Methods: Data were retrospectively collected and enrolled animals subsequently divided in 3

groups: 90 with SIRS, 50 healthy and 50 with chronic diseases as control groups. A SIRS grading was obtained based on how many criteria were fulfilled. The APPLEfast score was applied to the SIRS group. The survival rate was assessed at day 15 after their admission. Dogs with cytology or positive culture for active bacterial infections were recorded as septic. Mann Whitney U-test, Kruskal-Wallis test and Dunn’s multiple comparison test were used to compare groups using statistical software.

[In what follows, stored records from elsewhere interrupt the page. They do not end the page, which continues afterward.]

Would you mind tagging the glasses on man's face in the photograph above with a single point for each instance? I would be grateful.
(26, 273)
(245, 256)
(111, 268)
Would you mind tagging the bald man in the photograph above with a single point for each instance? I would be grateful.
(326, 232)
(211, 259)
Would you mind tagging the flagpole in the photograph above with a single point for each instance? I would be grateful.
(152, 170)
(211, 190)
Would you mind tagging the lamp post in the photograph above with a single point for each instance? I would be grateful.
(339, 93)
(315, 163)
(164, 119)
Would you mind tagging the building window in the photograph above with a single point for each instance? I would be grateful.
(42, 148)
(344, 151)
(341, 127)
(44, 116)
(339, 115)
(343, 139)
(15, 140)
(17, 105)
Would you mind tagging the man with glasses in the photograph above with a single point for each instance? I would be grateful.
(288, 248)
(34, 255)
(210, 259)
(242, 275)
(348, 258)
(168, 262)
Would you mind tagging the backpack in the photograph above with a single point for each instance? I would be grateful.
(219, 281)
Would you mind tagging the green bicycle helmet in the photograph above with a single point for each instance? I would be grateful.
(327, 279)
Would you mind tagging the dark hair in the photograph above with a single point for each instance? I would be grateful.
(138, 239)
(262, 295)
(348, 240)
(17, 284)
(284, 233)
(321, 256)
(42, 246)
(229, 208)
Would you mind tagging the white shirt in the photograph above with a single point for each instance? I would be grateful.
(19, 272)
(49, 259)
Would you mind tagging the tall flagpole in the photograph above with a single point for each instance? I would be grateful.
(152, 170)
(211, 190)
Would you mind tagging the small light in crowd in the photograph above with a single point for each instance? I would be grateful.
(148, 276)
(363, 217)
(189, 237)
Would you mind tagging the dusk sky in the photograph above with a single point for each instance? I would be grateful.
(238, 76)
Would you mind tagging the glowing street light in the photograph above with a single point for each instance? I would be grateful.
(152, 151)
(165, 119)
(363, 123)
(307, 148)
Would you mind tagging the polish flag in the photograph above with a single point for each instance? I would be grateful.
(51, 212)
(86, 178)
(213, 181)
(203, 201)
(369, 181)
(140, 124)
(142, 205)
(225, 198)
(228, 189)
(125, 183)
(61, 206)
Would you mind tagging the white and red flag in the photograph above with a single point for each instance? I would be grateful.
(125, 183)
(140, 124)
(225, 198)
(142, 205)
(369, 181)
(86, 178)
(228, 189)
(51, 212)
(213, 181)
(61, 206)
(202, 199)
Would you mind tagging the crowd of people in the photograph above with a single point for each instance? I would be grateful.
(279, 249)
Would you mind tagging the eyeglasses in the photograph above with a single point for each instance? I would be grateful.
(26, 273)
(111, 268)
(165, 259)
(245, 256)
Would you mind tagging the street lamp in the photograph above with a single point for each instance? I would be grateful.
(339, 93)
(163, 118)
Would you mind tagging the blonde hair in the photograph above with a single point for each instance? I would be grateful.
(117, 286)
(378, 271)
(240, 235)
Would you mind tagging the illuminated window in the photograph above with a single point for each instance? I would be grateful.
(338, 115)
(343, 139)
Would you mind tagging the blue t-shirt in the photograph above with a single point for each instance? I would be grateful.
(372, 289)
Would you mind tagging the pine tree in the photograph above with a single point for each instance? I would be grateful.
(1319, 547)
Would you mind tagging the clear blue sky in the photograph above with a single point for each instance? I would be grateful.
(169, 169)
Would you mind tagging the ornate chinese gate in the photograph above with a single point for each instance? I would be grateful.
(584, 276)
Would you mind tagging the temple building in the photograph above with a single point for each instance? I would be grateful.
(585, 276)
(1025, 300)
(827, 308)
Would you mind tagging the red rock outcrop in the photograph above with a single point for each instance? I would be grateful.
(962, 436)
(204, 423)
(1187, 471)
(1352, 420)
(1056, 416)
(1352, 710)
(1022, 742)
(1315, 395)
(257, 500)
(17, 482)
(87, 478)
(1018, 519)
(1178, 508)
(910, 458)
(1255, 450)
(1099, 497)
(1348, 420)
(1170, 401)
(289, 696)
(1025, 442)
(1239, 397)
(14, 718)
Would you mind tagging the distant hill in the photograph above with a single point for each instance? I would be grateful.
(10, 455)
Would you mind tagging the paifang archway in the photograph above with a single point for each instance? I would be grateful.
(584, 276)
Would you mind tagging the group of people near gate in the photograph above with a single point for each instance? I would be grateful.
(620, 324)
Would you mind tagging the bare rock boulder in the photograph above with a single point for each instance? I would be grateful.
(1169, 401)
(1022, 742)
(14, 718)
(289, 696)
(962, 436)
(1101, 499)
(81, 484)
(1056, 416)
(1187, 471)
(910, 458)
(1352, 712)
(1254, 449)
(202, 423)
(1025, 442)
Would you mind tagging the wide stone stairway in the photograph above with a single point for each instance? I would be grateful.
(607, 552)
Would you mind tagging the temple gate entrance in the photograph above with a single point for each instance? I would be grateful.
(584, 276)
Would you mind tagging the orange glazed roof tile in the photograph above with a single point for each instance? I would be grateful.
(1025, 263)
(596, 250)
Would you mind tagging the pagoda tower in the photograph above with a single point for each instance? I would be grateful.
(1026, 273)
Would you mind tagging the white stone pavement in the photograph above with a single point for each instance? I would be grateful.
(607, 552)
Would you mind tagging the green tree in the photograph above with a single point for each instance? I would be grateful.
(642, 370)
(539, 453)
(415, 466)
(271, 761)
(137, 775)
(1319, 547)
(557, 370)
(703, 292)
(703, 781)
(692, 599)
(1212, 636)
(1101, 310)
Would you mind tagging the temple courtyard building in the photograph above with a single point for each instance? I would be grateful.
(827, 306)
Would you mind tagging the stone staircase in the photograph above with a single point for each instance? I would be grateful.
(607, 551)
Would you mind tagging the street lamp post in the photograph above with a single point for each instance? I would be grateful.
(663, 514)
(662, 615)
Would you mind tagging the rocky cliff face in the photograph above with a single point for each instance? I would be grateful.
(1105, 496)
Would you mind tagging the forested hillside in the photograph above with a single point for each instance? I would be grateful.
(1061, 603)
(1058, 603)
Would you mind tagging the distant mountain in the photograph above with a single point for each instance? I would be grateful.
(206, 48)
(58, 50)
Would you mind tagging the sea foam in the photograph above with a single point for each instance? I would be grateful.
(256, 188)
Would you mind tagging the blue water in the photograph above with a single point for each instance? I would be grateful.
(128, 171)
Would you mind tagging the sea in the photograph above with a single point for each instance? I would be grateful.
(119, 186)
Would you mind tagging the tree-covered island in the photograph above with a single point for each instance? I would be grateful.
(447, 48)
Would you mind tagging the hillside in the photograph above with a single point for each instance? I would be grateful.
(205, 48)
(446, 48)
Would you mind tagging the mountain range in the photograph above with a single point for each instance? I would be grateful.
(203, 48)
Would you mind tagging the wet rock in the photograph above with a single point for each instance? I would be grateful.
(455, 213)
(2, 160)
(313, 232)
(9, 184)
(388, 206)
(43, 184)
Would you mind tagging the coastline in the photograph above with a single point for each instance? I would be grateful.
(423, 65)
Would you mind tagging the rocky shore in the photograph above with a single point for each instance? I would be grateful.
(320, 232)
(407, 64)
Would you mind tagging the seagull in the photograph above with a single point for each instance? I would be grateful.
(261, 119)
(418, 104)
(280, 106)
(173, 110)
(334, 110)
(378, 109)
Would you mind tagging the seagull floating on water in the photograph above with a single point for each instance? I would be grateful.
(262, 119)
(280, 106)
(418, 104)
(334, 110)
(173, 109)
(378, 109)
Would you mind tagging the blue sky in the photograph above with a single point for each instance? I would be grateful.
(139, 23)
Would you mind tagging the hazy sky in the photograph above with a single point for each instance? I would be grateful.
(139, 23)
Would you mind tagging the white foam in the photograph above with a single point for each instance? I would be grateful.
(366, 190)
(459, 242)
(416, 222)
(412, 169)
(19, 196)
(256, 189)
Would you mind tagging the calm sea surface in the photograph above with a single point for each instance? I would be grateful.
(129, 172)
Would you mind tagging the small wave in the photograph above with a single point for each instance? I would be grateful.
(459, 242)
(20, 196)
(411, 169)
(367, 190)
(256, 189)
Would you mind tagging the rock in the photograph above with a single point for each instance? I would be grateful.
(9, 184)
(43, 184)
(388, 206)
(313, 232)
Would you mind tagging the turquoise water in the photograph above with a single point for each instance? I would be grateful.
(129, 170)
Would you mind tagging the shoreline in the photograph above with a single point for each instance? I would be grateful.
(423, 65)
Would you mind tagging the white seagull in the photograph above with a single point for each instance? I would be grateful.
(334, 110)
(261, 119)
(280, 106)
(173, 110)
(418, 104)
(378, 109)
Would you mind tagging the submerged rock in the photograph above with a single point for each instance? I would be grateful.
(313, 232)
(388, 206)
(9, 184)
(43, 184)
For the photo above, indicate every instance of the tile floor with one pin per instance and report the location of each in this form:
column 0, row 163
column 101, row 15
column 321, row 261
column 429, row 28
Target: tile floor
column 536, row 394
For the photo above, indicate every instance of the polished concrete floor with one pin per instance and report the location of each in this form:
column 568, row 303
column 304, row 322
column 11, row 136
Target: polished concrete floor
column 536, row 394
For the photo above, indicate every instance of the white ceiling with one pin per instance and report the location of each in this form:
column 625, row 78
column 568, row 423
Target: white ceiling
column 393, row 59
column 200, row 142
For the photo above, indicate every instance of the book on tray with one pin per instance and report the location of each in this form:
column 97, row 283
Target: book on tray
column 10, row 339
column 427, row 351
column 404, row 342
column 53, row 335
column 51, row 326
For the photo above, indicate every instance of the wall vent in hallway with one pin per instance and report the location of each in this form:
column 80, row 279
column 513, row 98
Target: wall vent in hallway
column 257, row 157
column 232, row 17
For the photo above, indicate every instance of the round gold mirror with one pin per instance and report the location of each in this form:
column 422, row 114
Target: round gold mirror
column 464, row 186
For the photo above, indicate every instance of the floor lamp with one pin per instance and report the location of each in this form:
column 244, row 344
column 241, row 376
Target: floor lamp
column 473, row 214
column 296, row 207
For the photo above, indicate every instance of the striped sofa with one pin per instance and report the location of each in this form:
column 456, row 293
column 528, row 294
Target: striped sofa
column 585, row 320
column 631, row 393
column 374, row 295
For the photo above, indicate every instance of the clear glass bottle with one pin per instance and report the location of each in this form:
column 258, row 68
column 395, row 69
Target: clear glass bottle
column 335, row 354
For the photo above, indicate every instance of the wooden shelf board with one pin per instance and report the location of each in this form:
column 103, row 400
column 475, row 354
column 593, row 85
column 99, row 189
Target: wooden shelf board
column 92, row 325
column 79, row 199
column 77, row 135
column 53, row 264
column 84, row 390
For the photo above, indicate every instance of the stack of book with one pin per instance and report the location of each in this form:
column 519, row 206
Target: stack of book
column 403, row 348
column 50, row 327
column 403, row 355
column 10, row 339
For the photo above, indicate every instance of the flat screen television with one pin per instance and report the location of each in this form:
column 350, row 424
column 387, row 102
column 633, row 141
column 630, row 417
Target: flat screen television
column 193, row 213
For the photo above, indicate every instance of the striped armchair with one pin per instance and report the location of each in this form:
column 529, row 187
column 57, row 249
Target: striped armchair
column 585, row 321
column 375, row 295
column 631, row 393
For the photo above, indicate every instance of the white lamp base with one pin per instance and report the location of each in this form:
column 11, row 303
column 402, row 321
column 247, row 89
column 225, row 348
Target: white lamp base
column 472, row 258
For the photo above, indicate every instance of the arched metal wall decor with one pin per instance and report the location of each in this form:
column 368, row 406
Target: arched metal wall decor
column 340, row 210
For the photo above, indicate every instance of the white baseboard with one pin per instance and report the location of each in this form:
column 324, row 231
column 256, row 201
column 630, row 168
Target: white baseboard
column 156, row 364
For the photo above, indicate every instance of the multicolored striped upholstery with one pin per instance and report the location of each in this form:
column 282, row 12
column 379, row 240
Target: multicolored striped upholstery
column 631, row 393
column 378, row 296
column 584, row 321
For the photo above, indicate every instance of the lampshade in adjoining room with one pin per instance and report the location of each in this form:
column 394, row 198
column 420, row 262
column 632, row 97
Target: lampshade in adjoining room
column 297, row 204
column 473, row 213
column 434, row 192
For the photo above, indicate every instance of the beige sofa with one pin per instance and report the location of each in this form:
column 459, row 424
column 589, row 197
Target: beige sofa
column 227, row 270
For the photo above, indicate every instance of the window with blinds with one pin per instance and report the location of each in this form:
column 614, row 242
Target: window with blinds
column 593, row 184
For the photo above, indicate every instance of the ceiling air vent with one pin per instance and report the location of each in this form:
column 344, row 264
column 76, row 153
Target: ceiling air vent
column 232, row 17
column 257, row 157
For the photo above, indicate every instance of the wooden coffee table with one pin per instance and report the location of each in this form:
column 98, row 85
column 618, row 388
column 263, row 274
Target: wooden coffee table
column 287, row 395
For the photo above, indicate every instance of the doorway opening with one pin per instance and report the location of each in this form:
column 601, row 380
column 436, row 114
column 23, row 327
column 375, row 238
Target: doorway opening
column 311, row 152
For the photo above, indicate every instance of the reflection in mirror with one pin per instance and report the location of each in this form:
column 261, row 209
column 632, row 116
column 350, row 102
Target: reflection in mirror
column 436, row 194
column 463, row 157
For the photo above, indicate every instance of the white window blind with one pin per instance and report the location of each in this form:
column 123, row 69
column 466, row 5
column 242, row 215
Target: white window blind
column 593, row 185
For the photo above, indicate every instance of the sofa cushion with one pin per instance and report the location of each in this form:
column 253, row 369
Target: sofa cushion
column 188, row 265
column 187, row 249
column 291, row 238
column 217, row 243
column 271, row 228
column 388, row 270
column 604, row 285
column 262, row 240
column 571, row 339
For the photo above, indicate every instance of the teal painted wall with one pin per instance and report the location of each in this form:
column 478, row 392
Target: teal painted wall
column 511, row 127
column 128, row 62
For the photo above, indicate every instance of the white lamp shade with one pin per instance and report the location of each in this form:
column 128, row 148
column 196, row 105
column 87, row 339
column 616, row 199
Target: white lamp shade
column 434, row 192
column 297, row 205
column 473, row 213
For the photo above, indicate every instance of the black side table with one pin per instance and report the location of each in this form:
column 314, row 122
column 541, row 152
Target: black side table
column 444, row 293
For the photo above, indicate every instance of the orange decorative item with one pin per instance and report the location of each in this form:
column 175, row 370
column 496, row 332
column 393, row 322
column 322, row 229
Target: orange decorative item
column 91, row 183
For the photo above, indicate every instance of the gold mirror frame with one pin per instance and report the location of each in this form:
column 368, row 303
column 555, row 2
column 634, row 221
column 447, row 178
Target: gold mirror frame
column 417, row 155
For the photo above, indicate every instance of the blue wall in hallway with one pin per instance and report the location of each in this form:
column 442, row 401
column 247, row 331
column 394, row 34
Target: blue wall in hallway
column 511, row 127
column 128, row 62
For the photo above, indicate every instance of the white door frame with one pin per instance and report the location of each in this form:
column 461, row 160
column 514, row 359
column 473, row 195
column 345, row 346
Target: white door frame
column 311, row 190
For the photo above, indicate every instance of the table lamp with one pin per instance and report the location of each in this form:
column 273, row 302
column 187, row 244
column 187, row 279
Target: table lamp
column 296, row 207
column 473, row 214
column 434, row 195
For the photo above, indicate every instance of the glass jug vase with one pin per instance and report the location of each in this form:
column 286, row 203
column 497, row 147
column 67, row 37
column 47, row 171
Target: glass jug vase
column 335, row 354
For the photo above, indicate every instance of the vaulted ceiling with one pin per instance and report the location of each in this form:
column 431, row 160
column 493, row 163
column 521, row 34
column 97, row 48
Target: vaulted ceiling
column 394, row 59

Results: In the SIRS group, thirty-nine dogs (43%) died during the study period. APPLEfast score >25 (p=0.03) and SIRS grading >2 (p=0.001) were associated with poor outcome. NLR was higher in the SIRS group compared to the control groups (p<0.0001 and p<0.0001, respectively) and not associated with outcome. NLR was not statistically different between SIRS grading groups or APPLEfast score groups. NLR was lower in septic dogs than in non-septic group (p=0.016). Dogs with SIRS grading >2 showed a higher BLR than dogs with SIRS grading =2 (p=0.04). Any association of BLR and BLNR with outcome, sepsis and APPLEfast groups was found.

Conclusions: Our results demonstrate the utility of NLR evaluation in dogs with SIRS (higher) and

in septic dogs (lower). Further prospective, large-scale studies investigating the role of BLR and BLNR in canine SIRS are warranted.